The city’s efforts to build dedicated bike lanes through Bankers Hill didn’t please everyone at Tuesday night’s meeting of the Uptown Planners.
The meeting made two competing truths quite clear: The city is on track to boost its bike infrastructure; and plenty of people aren’t happy about it.
The Uptown Planners considered two bike related items, and though neither received a vote that changed much of anything, the meeting became an occasionally heated stand-off between the packed room of cycling advocates and those who see bike investment as an encroachment on their lifestyle.
The anti-cycling voices in the crowd and on the board and the general resistance to the proposed projects was a reminder of the extent to which many residents aren’t on board with elected leaders and city officials increasingly looking to embrace San Diego’s bike culture  as part of its identity.
The City Council earlier this summer unanimously approved  a 10-year agreement with a private company to provide beginning in January self-service access to 1,800 bikes spread across 220 stations citywide—though the program will begin in the tourist-heavy beaches, downtown, uptown and mid-city areas.
To ensure a successful program, the company put up the $7.2 million capital expenditure, and the city is expecting up to a $2.6 million slice of the revenue it generates — the city’s transportation and engineering division is trying to make the city a more bike-friendly place.
Before the end of the year, city engineers would like to remove a lane of traffic on both Fourth and Fifth avenues between downtown and Balboa Park, through Bankers Hill, to install dedicated bike lanes heading in each direction.
The hope is the clearly delineated bike lane will make novice cyclists or tourists more comfortable on a high-traffic road.
The city brought the plan to the Uptown Planners, the city’s planning group for the Uptown neighborhoods, Tuesday night, though the group opted not to vote on the project when it was told the city could move forward regardless of the group’s reaction.
Linda Marabian, the city’s deputy director for transportation engineering, said the city intends to repaint the street with the bike lanes by December, so it’s in place before the bike-share program launches in January.
“We’re going to have a lot of bikes on these roads, and it’s going to be concentrated in this area. And we need to be fast, because the bike sharing is coming fast,” Marabian said.
She said the project wouldn’t meaningfully affect traffic on the stretch of Fourth and Fifth avenues from I-5 to Laurel Street because recent traffic counts showed the three-lane avenues are already built over capacity. They can lose a lane without creating traffic jams.

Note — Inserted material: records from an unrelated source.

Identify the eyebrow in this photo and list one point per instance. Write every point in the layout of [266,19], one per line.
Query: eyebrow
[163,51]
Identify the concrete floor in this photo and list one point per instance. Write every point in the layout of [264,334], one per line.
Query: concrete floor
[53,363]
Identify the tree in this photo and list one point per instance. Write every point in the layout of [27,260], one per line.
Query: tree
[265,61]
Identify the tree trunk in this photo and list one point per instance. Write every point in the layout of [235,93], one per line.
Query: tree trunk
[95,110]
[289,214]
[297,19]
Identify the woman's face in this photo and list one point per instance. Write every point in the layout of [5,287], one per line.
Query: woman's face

The item was the second of two bike-related issues before the planning group Tuesday night, and the first revealed the extent to which biking advocates still face substantial opposition in making the traditionally car-centric city and region more bike-friendly.
The other was a presentation by the regional planning agency SANDAG on its plan to make changes to traffic flows and parking allotments in the area for its Uptown Regional Bike Corridor  project.
That project, paid for by TransNet, the county’s voter-approved half-cent-sales tax for transportation projects, will improve bike infrastructure with protected lanes and bikeways that connect to a similar network in North Park-Mid-City and the rest of the region.
The Uptown Planners, after more than an hour of public comment, opted not to give its stamp of approval to the project yet. Instead, they voted to further consider how the plan would affect the community, and to fold its eventual approval into the ongoing process of updating its community plan, its blueprint for future growth and development in the area.
Board members reiterated that they support the project in concept, but want it to fit within the existing plan update process.
“This is nothing new; lots of cities have implemented bicycle plans,” said board member Tony Winney. “Anything we can do to make roads more safe, we should do.”
But over the course of both public comment and responses by board members from the Uptown Planners, cyclists and those in favor of bike-related investments took a healthy share of pushback.
It was claimed, at various points, that the loss of parking would hurt local business, that residents who wanted to use bikes as a means of transportation should move to New York, that the benefits of the project were limited to social engineering and that the beneficiaries of similar projects are disproportionately white.
But all the tension didn’t amount to much: The city is installing bike lanes on Fourth and Fifth Avenues, and SANDAG is still planning for its Uptown project.